Er habe viel Respekt vor dem Polizeidienst. Dieser Respekt fehle mittlerweile Teilen der Gesellschaft, merkt er kritisch an. "Der Polizeiberuf ähnelt meinem, weil wir beide nicht fliehen können. Wir müssen immer sofort zum Tatort, die Lage abschätzen, Hilfe und Beistand leisten." Diese Arbeit schweiße zusammen. Das war nicht immer selbstverständlich, denn zu DDR-Zeiten waren Polizei und Kirche strikt getrennt.
Schorlemmer wollte immer nicht nur Opfern und Angehörigen, sondern auch Polizisten Beistand leisten. "Anfangs besuchte mich kaum einer, und wir mussten lernen, aufeinander zuzugehen." Heute sei das problemlos. Viele Polizisten seien enge Freunde geworden, einige hätten über die Polizeiseelsorge den Kontakt zu einer Kirchengemeinde gefunden.
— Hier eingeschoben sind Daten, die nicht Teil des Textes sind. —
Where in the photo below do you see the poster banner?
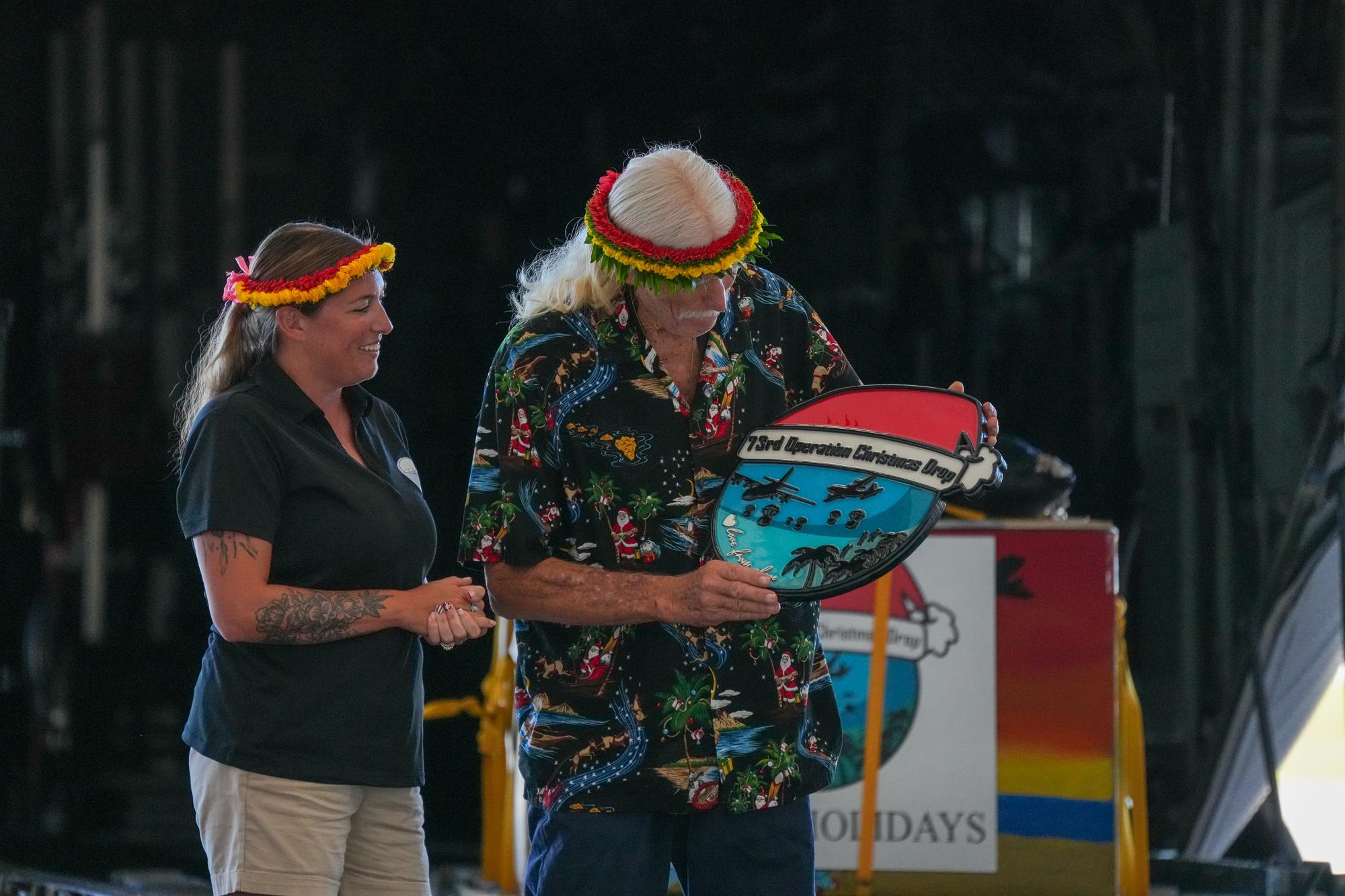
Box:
[812,534,999,873]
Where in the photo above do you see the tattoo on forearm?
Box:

Er hat auch Polizei-Kollegen getraut und beerdigt, die nicht in der Kirche waren. Wenn ihn ein Sterbenskranker gebeten habe, seine Beerdigung zu übernehmen, "dann kann ich doch nicht nein sagen". Die Kirche sollte sich weniger abgrenzen und weniger mit sich selbst beschäftigen, ist sein Rat. Er selbst ist Mitglied der Landessynode (Kirchenparlament).
"Wo Vertrauen ist, hört Angst auf"
Viel Leid hat er in den vergangenen Jahren gesehen, mache Todesnachrichten musste er überbringen. "Du musst es aushalten können, sonst bist du da falsch", ist sein Anspruch an sich. "Wenn ich selbst mitweinen würde, könnten die Leute das Vertrauen verlieren in meine Fähigkeit zu helfen." Zuhören, Ängste nehmen, darum gehe es in der Seelsorge. "Wo Vertrauen ist, hört Angst auf."
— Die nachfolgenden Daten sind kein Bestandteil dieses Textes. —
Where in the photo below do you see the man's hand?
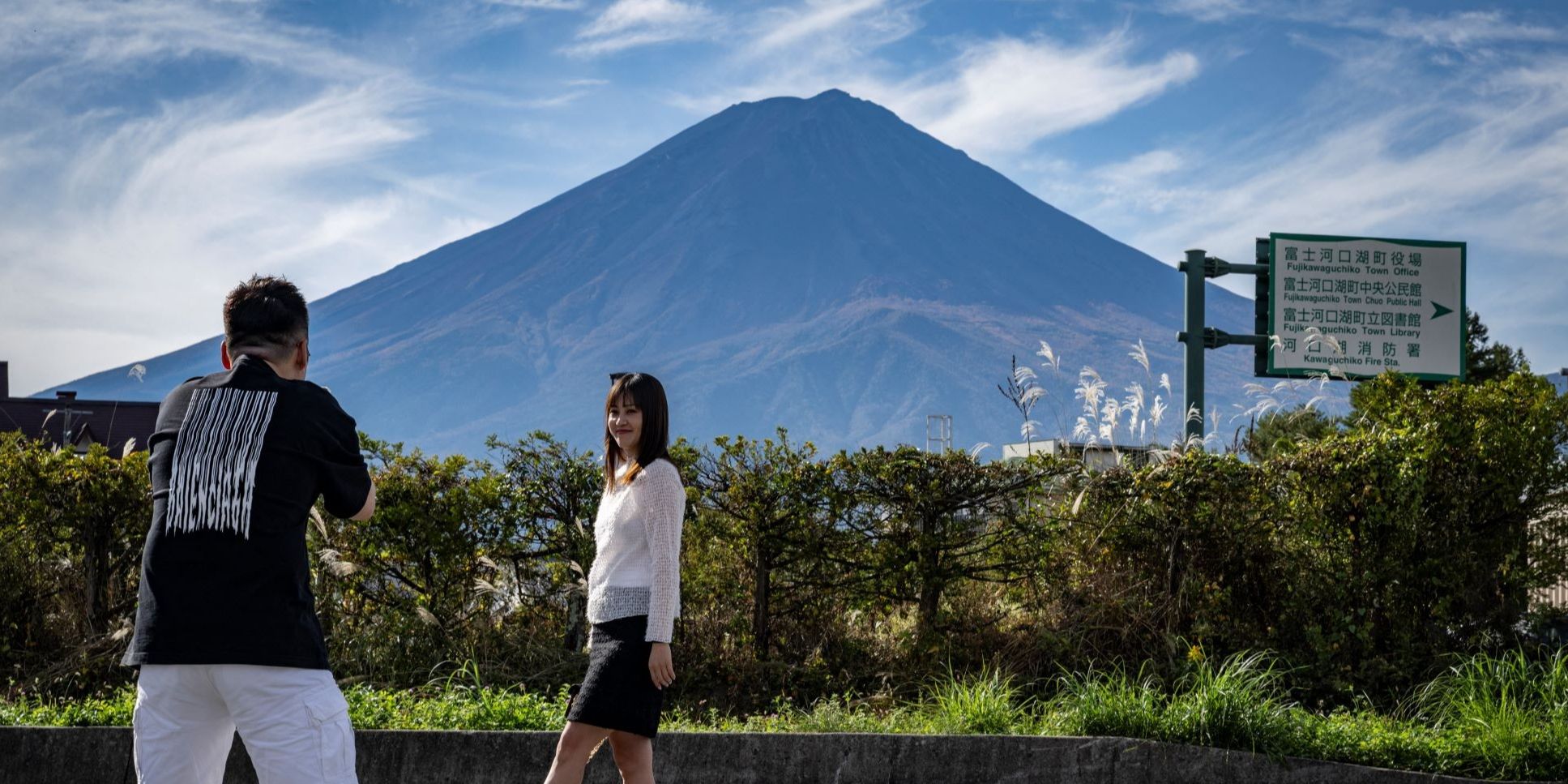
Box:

Größte persönliche Herausforderung sei für ihn, sich das Lachen und die Heiterkeit zu bewahren. Über seine Erfahrungen hat Schorlemmer 2007 sein Buch "Manchmal hilft nur Schweigen" veröffentlicht. Im Rückblick ist er froh, dass eine tragfähige psychosoziale Notfallversorgung in Mecklenburg-Vorpommern geschaffen wurde. Hier sei der Nordosten weiter als manch anderes Bundesland.
Sein Nachfolger im Amt wird der Stralsunder Pastor Hanns-Peter Neumann. Doch so ganz verabschiedet sich Andreas Schorlemmer nicht. Seinen Predigtauftrag in Groß Kiesow behält er. "Ich brauche die persönliche Auseinandersetzung mit dem Evangelium."